Был вечер, цвели акации, пахло мёдом и свежестью из бора. Над дорогой, цвирикали крылышками стрекозы.
Люшка ходил по дороге, рассматривал дом, потом подъехал хозяин из райцентра, открыл двор, походил и уехал.
Ника в это время сидела на перевёрнутой лодке с Манюшкой, напротив двора, стараясь обдумать, с чего начать восстановление родительских руин, грызла семечки и шутила про то, что появился первый «путний» парень за столько лет. Да ещё холостой, что совсем чудно!
– Но для меня он старый! – сказала Манюшка, деловито выгибая лебединую шею. – Я молодятину люблю!
– Да ладно… ему на вид лет тридцать!
– А мне подавай двадцать!
– Эх, мать! – отплёвываясь шелухой, шутила Ника. – Просушила ты вафли на заборе!
– Ну а что!
Манюшка вскоре убежала варить мамкиным поросятам, а Ника так и сидела, пока не уехал бывший сосед, сухо кивнув ей.
И Люшка, оставшись один на улице, со своим любопытным псом, подошёл.
У него был сильный донецкий говорок, но тут таких жило множество. Ника сразу их примечала. Люшка пожаловался, что там ему уже негде жить, всё разбомбили, а его чуть не расстреляли.
Теперь тут работа, и хорошо, природа.
Конечно, Ника была рада. Теперь хоть один человек живой и молодой появится тут. Будет смотреть за её домом… Люшка был хорош, среднего роста, складный парень с небольшими руками, русый и голубоглазый, чуть прищуренный. А особенно его украшал шрам на щеке, как видно, давнишний.
– А нет ли у вас невест каких? – спросил внезапно Люшка.
Ника сразу же подумала про Ларису Голенко, которая была звонкой, крупненькой и хорошо монтировалась бы с Люшкой. Лариса в одиночку воспитывала сына, работала в неврологическом интернате и была доброй и здоровой.
Но вот почему-то с языка у Ники спрыгнула Катеринка.
– Но она на пару лет тебя постарше, – обрисовав Катеринку, добавила Ника.
– Это ничего! А где она живёт?
Ника рассказала, что у Катеринки суровая судьбина и что он может полюбоваться на неё в пивбаре.
В общем, после такого сватовства, приехав вскоре на своём красном тракторе к магазину и пивбару, через неделю Люшка познакомился с Катеринкой.
А когда Ника через год вернулась в Надеждино, только что родившая сына Катеринка уже была беременна вторым, а хозяйство, прислонённое к меже, укомплектовалось двумя быками, тремя свиньями, двумя козами, четырьмя собаками прекрасных пород, так как Катеринка была собачницей, и глистявым вислоухим котом Какаином, который фактически жил у Ники в беседке, презирая весь остальной мир и нерадивую хозяйку, которая жалела ему молока.
Ника очень хотела соседей, очень.
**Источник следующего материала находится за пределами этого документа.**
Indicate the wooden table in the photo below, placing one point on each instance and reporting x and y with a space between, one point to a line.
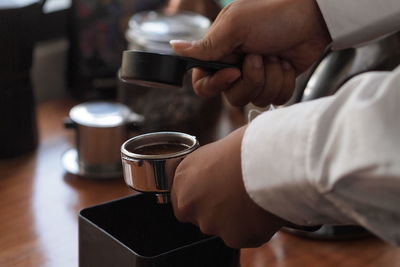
39 205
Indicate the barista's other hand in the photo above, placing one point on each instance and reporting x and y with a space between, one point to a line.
208 191
292 31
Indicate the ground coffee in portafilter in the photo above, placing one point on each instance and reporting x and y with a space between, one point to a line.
160 149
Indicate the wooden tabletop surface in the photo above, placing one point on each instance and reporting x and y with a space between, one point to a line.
39 205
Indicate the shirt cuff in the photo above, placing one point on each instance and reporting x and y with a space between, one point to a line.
274 166
353 23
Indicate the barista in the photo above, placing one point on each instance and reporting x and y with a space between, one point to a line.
335 160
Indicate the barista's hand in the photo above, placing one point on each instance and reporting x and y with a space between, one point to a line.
292 31
208 191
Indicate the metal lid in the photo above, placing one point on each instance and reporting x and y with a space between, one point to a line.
100 114
153 30
10 4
Она была счастлива оттого, что снова жизнь, и копёнки сена перед домом, и вычищенная от ясеней опушка, и детская площадка из разноцветных колёс, и ревущие быки за изгородкой, и дух навоза, и железистые мухи, тяжело налетающие в хату, и козы, которые выпущены в её заброшенный огородишко…
И даже грязноротому малышу, вечно сидящему на куче песка перед окнами, орущему, как иерихонская труба, Ника была рада.
Некоторое время.
Но нет. «Манитушники» были не рады. Им очень понадобился Никин заброшенный огород, и Никин заброшенный двор, а в её доме они бы хотели поселить родителей Люшки из Иловайска.
Они, в общем, отнеслись к Нике совершенно равнодушно и, разумеется, когда её снова и снова грабили, били окна, таскали шиферины и железо со двора, делали вид, что ничего не слышат.
А потом «манитушники», а особенно Катеринка, теперь уже дебелая многодетная мать, вступили в вацаповский чатик, который гудел вместо сарафанов, на которых в давние времена бабы носили самые удивительные сплетни.
Они запустили там слухи о том, что Ника приехала всех пугать. Что она в своей Москве никому нафиг не нужна, что ищет горяченький материальчик с границы, чтобы подороже его продать.